Stay up to date with notifications from The Independent

Notifications can be managed in browser preferences.

Photos show Dubai princess, focus of UN concern, at malls

Photos on social media appear to show a missing Dubai princess who months earlier described herself in a video as being held against her will out at two major malls in the city-state

Via AP news wire
Sunday 23 May 2021 09:52 BST
Dubai Missing Princess
Dubai Missing Princess

Your support helps us to tell the story

This election is still a dead heat, according to most polls. In a fight with such wafer-thin margins, we need reporters on the ground talking to the people Trump and Harris are courting. Your support allows us to keep sending journalists to the story.

The Independent is trusted by 27 million Americans from across the entire political spectrum every month. Unlike many other quality news outlets, we choose not to lock you out of our reporting and analysis with paywalls. But quality journalism must still be paid for.

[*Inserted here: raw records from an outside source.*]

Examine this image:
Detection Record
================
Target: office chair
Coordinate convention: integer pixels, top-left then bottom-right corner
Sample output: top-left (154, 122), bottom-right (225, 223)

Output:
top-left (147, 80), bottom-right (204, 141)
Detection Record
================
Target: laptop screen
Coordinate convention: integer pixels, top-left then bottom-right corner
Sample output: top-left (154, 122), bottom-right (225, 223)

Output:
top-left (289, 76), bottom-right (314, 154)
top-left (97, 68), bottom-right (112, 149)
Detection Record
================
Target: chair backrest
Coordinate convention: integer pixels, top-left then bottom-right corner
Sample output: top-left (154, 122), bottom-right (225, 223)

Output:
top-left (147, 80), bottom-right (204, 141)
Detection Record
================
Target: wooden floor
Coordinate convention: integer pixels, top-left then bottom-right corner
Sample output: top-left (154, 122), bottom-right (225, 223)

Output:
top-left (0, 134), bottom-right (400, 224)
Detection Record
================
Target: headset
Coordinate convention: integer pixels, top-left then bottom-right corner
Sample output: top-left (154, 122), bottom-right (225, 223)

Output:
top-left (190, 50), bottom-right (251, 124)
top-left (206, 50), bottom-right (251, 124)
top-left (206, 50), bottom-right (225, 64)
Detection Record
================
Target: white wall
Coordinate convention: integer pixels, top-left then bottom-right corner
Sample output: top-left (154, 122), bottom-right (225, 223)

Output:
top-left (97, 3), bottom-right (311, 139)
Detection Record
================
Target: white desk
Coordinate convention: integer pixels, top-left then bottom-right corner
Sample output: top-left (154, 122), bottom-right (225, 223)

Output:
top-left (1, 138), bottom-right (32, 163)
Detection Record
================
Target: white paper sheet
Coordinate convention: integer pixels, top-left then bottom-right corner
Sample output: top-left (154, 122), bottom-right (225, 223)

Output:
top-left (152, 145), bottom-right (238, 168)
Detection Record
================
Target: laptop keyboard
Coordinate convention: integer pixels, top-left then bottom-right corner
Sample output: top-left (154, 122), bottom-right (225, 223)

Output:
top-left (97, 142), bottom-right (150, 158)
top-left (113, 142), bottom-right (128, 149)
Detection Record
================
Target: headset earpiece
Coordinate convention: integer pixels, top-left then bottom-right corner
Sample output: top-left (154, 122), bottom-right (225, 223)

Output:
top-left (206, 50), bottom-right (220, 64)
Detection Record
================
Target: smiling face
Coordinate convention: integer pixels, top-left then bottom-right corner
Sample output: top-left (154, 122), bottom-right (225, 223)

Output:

Help us keep bring these critical stories to light. Your support makes all the difference.

Photos on social media appear to show a missing Dubai princess who months earlier described herself in a video as being held against her will out at two major malls in the city-state.

Images published by a woman identified in British media as former Royal Navy member Sioned Taylor show Sheikha Latifa bint Mohammed Al Maktoum at the Mall of the Emirates at a movie theater there, as well as at a restaurant at Dubai Mall near the Burj Khalifa, the world's tallest building.

The photos corresponded to those locations, with the Mall of the Emirates image likely taken in May due to the film being advertised in it.

Taylor did not respond to a request for comment. The government's Dubai Media Office did not acknowledge the release of the images.

The photos' pedestrian captions belie the fact that United Nations experts and human rights activists had called on Dubai's ruler, Sheikh Mohammed bin Rashid Al Maktoum to provide information on his daughter.

Sheikha Latifa, 35, had tried to flee the country in 2018 only to be detained by commandos in a boat off India

Videos released in February by the BBC had Sheikha Latifa describing herself as being in a villa that “has been converted into a jail.”

“I don’t know when I’ll be released and what the conditions will be like when I’m released,” she says in one of the videos. “Every day I am worried about my safety and my life.”

The dramatic would-be sea escape and its aftermath intruded into the carefully controlled image maintained by the family of Sheikh Mohammed, who is believed to have several dozen children from multiple wives. Some of his sons and daughters figure prominently in local media and online, but others are rarely seen. Sheikha Latifa was widely known for her love of skydiving prior to 2018.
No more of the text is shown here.